To confirm how useful these biomarkers could be, the researchers checked for their levels in blood samples from 29 NMOSD patients positive for anti-AQP4 autoantibodies.

These levels were compared with those of 13 people with myelin oligodendrocyte glycoprotein antibody-associated disorder (MOGAD), 20 people with multiple sclerosis (MS), and nine healthy adults. MOGAD and MS are two other diseases in which the spinal cord and brain become inflamed.

More than 70% of patients in each of the three disease groups were experiencing a relapse when their blood was drawn. The remaining patients were in remission.

Results showed that both NfL and GFAP were significantly more abundant in blood samples from people with any of the diseases versus healthy adults. However, only UCHL1 was significantly more abundant in NMOSD patients than in those with MOGAD or MS, suggesting that it may be used to tell NMOSD from other similar diseases.

When the researchers looked at the blood levels of these biomarkers in the first two months of symptoms, they found that both GFAP and UCHL1 were significantly raised in people with NMOSD compared with the other groups.

This means that these two biomarkers may help in the diagnosis of NMOSD when the disease is still in its early stages.

Our study proposes novel options for diagnosing and monitoring the disease activity of NMOSD.

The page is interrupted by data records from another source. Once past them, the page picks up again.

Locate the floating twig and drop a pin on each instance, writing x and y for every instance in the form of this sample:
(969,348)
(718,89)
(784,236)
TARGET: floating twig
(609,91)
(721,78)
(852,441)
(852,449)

Further analyses showed that a combination of GFAP, UCHL1, and NfL was the best at distinguishing NMOSD patients during relapse from patients in the other disease groups, suggesting their potential to be used to monitor the disease over time.

After adjusting for potential influencing factors, NfL was the only biomarker significantly associated with the Expanded Disability Status Scale, a measure of disability, in NMOSD patients.

Also, blood levels of GFAP and NfL were significantly higher in NMOSD patients with brain lesions during a recent relapse, while those of UCHL1 were significantly increased in those with spinal cord lesions during a recent relapse.

These findings highlight that GFAP, UCHL1, and NfL may be potential biomarkers of AQP4-NMOSD, “and could be used to monitor disease activity,” the researchers wrote.

In addition, the data “retrieved a new connection between mitochondria dysfunction and NMOSD,” the team wrote, suggesting that mitochondrial dysfunction and its related proteins may be new therapeutic targets.

Still, larger studies are needed to further explore the diagnostic potential of GFAP, UCHL1, and NfL in NMOSD, the researchers concluded.